Introduction
Le Tchad traverse une nouvelle zone de turbulences politiques avec l’arrestation, le 19 mai 2025, de l’ex-Premier ministre Succès Masra. Figure de l’opposition et acteur central de la transition post-Déby, Masra a été interpellé à N’Djamena alors qu’il dénonçait la dérive autoritaire du pouvoir militaire. Cet événement, loin d’être isolé, s’inscrit dans une séquence de tensions croissantes entre la junte au pouvoir, la société civile et les acteurs régionaux. L’arrestation de Masra marque-t-elle un point de non-retour dans la crise tchadienne ? Quels sont les enjeux pour la stabilité du pays et de la région sahélienne ?
Un contexte de transition sous haute tension
Depuis la mort du président Idriss Déby Itno en avril 2021 et la prise de pouvoir de son fils Mahamat Idriss Déby, le Tchad vit une transition politique fragile. Malgré la promesse d’élections libres, la junte militaire a multiplié les mesures de restriction des libertés, la répression des manifestations et les arrestations d’opposants. Succès Masra, ancien économiste de la Banque africaine de développement et leader du parti Les Transformateurs, était devenu l’un des principaux porte-voix de la contestation.
Les motifs de l’arrestation
Selon les autorités, Masra est accusé d’« incitation à l’insurrection », de « trouble à l’ordre public » et de « collusion avec des puissances étrangères ». Ses partisans dénoncent un procès politique et une volonté d’écarter tout concurrent sérieux à l’approche des élections présidentielles annoncées pour fin 2025. Plusieurs ONG, dont Amnesty International et Human Rights Watch, ont condamné une arrestation « arbitraire » et appelé à sa libération immédiate.
Réactions nationales et internationales
La société civile tchadienne s’est mobilisée pour exiger la libération de Masra, organisant des marches pacifiques malgré l’interdiction de manifester. Les réseaux sociaux ont relayé des messages de solidarité venus de toute l’Afrique francophone. Sur le plan international, l’Union africaine, la France et les États-Unis ont exprimé leur préoccupation, appelant au respect des droits de l’homme et à la reprise du dialogue inclusif.

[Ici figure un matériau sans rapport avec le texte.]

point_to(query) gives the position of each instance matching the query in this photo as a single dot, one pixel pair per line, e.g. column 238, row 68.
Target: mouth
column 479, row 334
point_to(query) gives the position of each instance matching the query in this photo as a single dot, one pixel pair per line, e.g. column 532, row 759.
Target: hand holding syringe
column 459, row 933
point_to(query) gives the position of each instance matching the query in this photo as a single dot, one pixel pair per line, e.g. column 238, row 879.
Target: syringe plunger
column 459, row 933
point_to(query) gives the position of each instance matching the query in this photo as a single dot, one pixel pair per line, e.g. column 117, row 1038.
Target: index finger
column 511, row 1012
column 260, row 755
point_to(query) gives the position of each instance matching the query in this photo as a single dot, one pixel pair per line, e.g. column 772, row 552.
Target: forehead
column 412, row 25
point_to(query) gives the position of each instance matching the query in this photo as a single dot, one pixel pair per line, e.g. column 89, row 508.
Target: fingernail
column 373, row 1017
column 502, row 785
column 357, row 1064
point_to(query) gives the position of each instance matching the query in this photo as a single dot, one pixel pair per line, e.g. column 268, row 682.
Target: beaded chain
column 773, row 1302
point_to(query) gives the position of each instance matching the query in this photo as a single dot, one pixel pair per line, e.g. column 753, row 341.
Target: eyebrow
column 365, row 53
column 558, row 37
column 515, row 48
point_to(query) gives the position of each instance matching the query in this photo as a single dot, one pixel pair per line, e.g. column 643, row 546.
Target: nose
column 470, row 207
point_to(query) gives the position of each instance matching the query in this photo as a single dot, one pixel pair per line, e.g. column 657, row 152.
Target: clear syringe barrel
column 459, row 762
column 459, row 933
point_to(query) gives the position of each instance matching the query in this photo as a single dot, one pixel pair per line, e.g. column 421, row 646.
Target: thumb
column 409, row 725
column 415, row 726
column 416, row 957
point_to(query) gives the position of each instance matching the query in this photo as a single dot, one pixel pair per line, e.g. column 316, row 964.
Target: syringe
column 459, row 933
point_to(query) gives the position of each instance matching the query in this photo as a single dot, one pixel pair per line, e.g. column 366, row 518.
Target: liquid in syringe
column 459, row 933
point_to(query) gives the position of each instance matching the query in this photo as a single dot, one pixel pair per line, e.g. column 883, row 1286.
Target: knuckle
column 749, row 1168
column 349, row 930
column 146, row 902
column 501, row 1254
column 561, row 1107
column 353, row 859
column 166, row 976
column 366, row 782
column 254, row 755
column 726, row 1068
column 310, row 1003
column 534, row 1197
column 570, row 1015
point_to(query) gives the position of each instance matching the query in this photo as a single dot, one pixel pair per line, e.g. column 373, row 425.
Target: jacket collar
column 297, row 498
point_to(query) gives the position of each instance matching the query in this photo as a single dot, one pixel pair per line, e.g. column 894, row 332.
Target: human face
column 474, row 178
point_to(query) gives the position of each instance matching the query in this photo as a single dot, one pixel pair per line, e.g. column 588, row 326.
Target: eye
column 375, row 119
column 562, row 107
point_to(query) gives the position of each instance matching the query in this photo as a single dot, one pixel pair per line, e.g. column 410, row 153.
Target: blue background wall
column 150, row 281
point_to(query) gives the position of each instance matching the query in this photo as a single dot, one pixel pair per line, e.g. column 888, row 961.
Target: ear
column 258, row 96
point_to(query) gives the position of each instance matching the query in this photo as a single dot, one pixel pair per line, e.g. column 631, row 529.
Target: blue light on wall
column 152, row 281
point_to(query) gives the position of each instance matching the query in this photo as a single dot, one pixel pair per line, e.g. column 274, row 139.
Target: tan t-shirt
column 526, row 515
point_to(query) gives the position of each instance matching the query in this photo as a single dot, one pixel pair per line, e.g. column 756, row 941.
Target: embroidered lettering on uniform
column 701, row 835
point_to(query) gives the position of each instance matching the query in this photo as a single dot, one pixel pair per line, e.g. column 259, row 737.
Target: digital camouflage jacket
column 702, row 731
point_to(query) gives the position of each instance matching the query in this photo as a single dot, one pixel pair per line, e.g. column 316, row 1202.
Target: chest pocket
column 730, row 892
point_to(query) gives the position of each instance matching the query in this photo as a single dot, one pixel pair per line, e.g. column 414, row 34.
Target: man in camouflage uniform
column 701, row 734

Les risques pour la stabilité du Tchad
L’arrestation de Masra risque d’exacerber les tensions dans un pays déjà fragilisé par les conflits intercommunautaires, la menace djihadiste au nord et à l’est, et la crise humanitaire. De nombreux observateurs redoutent une radicalisation de l’opposition et une montée des violences, dans un contexte où l’armée reste le principal arbitre du pouvoir.
Vers une sortie de crise ?
La libération de Masra et l’ouverture de négociations inclusives sont perçues comme des conditions indispensables pour éviter l’enlisement de la crise. La communauté internationale, bien que soucieuse de la stabilité du Tchad – pivot stratégique dans la lutte contre le terrorisme au Sahel –, est de plus en plus pressée de voir émerger une transition démocratique crédible.
Conclusion
L’arrestation de Succès Masra symbolise l’impasse politique dans laquelle se trouve le Tchad. Plus que jamais, le pays a besoin d’un sursaut démocratique et d’un dialogue sincère entre toutes les forces vives. L’avenir du Tchad, et au-delà celui de la stabilité sahélienne, dépendra de la capacité des acteurs à privilégier la concertation sur la répression.